Film im Film: Wenn Realität rekonstruiert wird

Skarsgård brilliert in einer Rolle, die gleichermaßen von narzisstischem Charme, trockenem Humor und tief sitzendem Schmerz geprägt ist. Dass Gustav seinem Enkel DVDs von „Die Klavierspielerin“ und „Irreversible“ schenkt, ist mehr als nur ein makabrer Scherz, sondern ein pointierter Kommentar zu seiner Auffassung von Kunst und Intimität. Nach Noras Absage besetzt Gustav die junge US-amerikanische Schauspielerin Rachel Kemp, gespielt von Elle Fanning, für die Rolle. Hier eröffnet „Sentimental Value“ eine filmische Metaebene.
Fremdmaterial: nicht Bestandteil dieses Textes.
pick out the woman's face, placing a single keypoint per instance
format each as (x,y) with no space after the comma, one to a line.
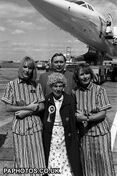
(84,77)
(27,70)
(57,89)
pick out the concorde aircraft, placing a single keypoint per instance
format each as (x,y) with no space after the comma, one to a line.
(81,20)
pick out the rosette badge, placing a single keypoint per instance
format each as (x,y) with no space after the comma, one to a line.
(51,110)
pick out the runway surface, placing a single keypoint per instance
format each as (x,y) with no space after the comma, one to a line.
(6,146)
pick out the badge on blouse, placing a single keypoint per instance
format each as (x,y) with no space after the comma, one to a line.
(33,91)
(51,110)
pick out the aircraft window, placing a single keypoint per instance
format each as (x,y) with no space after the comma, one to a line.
(90,8)
(79,2)
(84,5)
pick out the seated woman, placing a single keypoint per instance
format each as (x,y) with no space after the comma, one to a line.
(60,139)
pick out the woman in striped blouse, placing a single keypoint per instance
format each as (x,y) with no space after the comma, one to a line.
(91,105)
(24,97)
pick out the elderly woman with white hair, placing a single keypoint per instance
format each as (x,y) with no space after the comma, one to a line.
(24,98)
(59,135)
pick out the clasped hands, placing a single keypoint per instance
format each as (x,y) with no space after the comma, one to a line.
(32,107)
Zusammen mit Co-Autor Eskil Vogt sinniert Trier über den Zusammenhang zwischen Realität, Erinnerung und künstlerischer Nacherzählung. Insbesondere die Szene in der Rachel einen emotionalen Monolog hält, der ursprünglich für Nora bestimmt war, ist besonders gelungen. Trotz der spieltechnischen Brillanz fehlt es ihr an der Authentizität, die nur durch eigene Erfahrungen möglich ist. Für Nora ist es ein qualvoller Moment: Sie muss zusehen, wie eine Fremde eine Version ihres inneren Schmerzes darstellt, den sie selbst kaum ertragen kann.

Kasper Tuxens Kameraarbeit verleiht dem Film eine gewisse Unfertigkeit, die sich problemlos in Gustavs künstlerisches Universum einfügt. Gleichzeitig wird Triers Vorliebe für Sentimentalität stellenweise ein bisschen zu dick aufgetragen. In diesen Augenblicken übernimmt der Idealismus in Sachen Kunst die Oberhand, was zu leicht wehmütigen Abwegen führt.

Fazit: Sentimental Value ist ein eindringliches, zutiefst menschliches Drama über familiäre Zerwürfnisse und die ambivalente Kraft von Kunst. Der Film bietet Renate Reinsve und Stellan Skarsgård eine stimmungsvolle Bühne und beweist erneut, dass Joachim Trier einer der gefühlsvollsten Chronisten emotionaler Innenwelten des europäischen Kinos ist. Ein stilles, kraftvolles Werk, das seine Rolle als ernstzunehmender Oscar-Favorit im Rennen um den besten internationalen Film mehr als rechtfertigt.